Des secteurs toujours sous pression, d’autres respirent

Sur le plan sectoriel, la situation demeure très contrastée. La construction affiche une amélioration sensible en fin d’année, portée par le gros œuvre et les travaux publics. L’immobilier amorce également un redressement, notamment dans la promotion.

Le commerce présente un tableau plus nuancé. Les activités de détail montrent des signes d’apaisement, en particulier dans l’habillement et l’équipement du foyer. En revanche, le commerce automobile et certaines activités de réparation restent sous tension.

L’industrie manufacturière continue d’enregistrer des hausses marquées dans plusieurs segments, tandis que l’agroalimentaire résiste mieux. Les services aux entreprises demeurent exposés, notamment dans les activités administratives, la propreté ou la location de courte durée. Certaines professions indépendantes, comme les taxis ou la livraison à domicile, connaissent une forte dégradation.

Des écarts régionaux marqués

La géographie des défaillances confirme une France économique à plusieurs vitesses.

Plusieurs régions, dont la Normandie, les Hauts-de-France, le Grand Est ou la Provence-Alpes-Côte d’Azur, affichent une amélioration sur le dernier trimestre.

À l’inverse, les Pays de la Loire, la Corse et certains territoires ultramarins enregistrent une forte hausse des procédures en fin d’année.

Sur l’ensemble de 2025, plusieurs régions atteignent des volumes de défaillances parmi les plus élevés observés depuis une décennie, illustrant la persistance des déséquilibres territoriaux.

Vers une accalmie en 2026, sans illusion

Pour 2026, les signaux restent mitigés.
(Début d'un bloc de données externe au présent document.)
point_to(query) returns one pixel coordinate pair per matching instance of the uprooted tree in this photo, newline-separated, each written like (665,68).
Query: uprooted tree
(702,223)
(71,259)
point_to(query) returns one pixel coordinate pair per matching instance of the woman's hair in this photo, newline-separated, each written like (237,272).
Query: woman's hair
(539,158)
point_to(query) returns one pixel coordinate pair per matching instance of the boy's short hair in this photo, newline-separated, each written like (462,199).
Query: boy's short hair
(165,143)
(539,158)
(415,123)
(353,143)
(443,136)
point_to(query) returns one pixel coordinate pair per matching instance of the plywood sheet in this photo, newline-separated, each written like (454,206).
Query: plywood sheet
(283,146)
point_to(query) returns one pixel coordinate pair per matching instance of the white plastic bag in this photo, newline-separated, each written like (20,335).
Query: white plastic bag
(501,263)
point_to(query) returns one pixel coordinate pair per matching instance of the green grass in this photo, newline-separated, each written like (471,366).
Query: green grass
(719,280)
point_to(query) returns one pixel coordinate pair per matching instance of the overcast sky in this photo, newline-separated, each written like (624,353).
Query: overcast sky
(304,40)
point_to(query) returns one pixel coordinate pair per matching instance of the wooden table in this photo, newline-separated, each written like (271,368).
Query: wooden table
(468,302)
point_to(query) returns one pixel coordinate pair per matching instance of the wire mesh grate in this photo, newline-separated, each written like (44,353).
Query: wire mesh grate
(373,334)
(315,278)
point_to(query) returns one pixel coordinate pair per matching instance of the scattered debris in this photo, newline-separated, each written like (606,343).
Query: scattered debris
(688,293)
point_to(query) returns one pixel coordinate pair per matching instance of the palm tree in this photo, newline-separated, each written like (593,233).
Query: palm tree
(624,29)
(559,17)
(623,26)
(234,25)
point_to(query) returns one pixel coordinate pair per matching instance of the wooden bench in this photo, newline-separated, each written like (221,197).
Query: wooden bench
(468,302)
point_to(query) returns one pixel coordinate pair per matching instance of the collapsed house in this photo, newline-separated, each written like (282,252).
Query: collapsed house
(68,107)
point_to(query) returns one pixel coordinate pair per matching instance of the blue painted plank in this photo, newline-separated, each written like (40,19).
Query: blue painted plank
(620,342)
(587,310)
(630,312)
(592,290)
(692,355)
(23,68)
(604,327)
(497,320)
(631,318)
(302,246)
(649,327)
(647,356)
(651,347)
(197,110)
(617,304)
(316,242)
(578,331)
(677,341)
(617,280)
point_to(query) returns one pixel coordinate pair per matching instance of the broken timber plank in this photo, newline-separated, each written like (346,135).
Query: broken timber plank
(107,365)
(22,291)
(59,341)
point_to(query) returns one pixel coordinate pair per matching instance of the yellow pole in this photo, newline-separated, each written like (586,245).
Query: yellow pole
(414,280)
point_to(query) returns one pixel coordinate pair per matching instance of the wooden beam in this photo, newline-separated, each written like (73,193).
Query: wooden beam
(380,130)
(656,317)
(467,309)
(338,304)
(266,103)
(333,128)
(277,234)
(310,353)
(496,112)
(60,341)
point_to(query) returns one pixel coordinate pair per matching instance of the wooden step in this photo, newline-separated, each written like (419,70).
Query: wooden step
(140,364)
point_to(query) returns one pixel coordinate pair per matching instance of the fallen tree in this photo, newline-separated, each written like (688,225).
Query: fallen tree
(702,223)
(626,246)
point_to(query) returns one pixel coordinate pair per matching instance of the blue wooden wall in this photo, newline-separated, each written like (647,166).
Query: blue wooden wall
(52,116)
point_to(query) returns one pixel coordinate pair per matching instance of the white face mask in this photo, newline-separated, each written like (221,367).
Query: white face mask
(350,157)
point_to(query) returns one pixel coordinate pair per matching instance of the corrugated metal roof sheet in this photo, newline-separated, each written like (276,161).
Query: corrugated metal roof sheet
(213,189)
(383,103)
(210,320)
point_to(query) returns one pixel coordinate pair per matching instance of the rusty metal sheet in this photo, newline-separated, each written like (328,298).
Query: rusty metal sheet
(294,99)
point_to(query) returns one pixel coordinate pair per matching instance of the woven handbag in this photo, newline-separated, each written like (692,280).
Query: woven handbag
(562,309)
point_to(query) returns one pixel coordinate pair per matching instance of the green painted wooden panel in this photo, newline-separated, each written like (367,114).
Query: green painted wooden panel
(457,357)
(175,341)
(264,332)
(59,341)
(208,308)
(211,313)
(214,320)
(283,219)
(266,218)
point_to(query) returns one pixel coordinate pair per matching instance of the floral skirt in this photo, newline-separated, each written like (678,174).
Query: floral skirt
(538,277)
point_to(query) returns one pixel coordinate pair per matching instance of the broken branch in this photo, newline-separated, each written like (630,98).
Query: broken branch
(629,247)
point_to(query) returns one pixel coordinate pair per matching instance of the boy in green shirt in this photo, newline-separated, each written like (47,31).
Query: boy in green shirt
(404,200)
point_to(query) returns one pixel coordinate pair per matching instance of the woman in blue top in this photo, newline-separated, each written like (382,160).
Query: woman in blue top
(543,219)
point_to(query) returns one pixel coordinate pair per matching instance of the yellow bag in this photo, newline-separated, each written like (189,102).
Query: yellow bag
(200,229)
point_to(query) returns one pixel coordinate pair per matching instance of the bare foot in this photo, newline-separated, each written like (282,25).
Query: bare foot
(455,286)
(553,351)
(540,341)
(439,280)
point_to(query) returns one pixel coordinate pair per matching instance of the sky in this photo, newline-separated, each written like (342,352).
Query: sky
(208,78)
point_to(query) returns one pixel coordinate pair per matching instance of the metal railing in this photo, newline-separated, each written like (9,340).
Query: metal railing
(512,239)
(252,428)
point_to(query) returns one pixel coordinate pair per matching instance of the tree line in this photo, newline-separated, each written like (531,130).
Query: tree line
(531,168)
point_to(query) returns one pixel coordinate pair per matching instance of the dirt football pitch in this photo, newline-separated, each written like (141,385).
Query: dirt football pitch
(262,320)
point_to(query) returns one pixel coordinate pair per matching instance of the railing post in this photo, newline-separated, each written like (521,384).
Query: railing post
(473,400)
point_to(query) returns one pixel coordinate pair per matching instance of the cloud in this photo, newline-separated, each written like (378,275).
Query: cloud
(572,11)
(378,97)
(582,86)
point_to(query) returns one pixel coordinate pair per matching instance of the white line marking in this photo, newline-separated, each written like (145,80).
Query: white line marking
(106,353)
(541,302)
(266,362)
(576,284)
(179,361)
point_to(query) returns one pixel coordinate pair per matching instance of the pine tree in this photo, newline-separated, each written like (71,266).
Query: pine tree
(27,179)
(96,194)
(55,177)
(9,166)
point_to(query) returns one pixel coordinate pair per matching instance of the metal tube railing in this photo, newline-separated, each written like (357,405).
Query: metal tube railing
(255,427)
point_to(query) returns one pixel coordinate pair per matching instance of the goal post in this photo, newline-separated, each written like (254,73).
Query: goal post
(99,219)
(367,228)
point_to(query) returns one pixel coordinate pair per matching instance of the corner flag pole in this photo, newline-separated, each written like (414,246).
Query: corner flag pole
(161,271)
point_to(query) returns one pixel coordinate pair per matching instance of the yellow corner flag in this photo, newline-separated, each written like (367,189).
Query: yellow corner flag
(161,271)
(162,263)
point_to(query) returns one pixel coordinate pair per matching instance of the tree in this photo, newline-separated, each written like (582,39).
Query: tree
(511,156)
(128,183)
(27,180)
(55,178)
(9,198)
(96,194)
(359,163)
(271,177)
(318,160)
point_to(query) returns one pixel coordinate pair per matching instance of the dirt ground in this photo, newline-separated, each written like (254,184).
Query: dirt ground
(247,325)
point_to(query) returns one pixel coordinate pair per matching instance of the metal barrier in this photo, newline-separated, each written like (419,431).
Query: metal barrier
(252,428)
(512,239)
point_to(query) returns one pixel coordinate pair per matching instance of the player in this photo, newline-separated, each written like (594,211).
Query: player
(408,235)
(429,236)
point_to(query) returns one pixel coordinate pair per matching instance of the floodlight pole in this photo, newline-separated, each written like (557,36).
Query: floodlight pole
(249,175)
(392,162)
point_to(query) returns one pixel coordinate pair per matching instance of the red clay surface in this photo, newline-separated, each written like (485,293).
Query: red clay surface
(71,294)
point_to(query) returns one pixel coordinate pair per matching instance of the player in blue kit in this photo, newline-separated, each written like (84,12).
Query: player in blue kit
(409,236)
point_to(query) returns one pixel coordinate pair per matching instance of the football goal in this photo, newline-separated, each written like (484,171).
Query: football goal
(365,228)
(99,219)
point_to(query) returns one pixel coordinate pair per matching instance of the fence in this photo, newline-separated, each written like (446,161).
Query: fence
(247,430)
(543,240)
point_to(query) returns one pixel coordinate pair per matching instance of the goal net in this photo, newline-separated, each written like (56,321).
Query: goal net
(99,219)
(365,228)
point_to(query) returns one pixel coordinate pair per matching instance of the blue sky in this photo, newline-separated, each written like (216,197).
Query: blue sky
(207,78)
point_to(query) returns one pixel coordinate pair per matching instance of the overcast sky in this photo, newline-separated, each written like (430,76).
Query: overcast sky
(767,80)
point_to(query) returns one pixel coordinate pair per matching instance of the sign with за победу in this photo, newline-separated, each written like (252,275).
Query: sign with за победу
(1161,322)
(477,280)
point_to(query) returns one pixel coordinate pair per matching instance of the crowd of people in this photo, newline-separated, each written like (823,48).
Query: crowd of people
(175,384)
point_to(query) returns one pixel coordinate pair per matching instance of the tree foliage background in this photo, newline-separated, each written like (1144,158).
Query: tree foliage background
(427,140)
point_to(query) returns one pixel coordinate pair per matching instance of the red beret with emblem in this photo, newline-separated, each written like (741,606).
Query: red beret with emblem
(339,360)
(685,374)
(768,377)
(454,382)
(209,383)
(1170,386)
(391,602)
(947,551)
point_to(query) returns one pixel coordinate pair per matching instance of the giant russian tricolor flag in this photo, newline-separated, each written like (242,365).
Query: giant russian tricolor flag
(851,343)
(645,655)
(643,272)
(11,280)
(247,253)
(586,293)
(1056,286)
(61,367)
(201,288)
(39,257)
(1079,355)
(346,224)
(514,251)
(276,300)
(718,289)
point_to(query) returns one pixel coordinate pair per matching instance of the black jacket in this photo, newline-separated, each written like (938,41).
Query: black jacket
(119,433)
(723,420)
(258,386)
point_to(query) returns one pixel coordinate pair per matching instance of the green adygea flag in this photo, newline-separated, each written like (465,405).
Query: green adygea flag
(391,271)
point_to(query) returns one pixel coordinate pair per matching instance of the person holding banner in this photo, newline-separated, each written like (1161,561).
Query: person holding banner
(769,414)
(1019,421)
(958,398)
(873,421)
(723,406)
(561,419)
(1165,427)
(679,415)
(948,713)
L’amélioration progressive des comportements de paiement et le ralentissement des ouvertures de procédures nourrissent l’hypothèse d’un léger repli des défaillances. « La hausse des procédures collectives ralentit sensiblement depuis plusieurs mois », souligne Thierry Millon.

Mais les contraintes demeurent nombreuses : environnement réglementaire plus exigeant, adaptation à la facturation électronique, pressions sur les chaînes d’approvisionnement et besoins en fonds de roulement élevés.

Dans ce contexte, les TPE et PME devront continuer à faire preuve de prudence financière et d’anticipation pour traverser une période qui reste instable.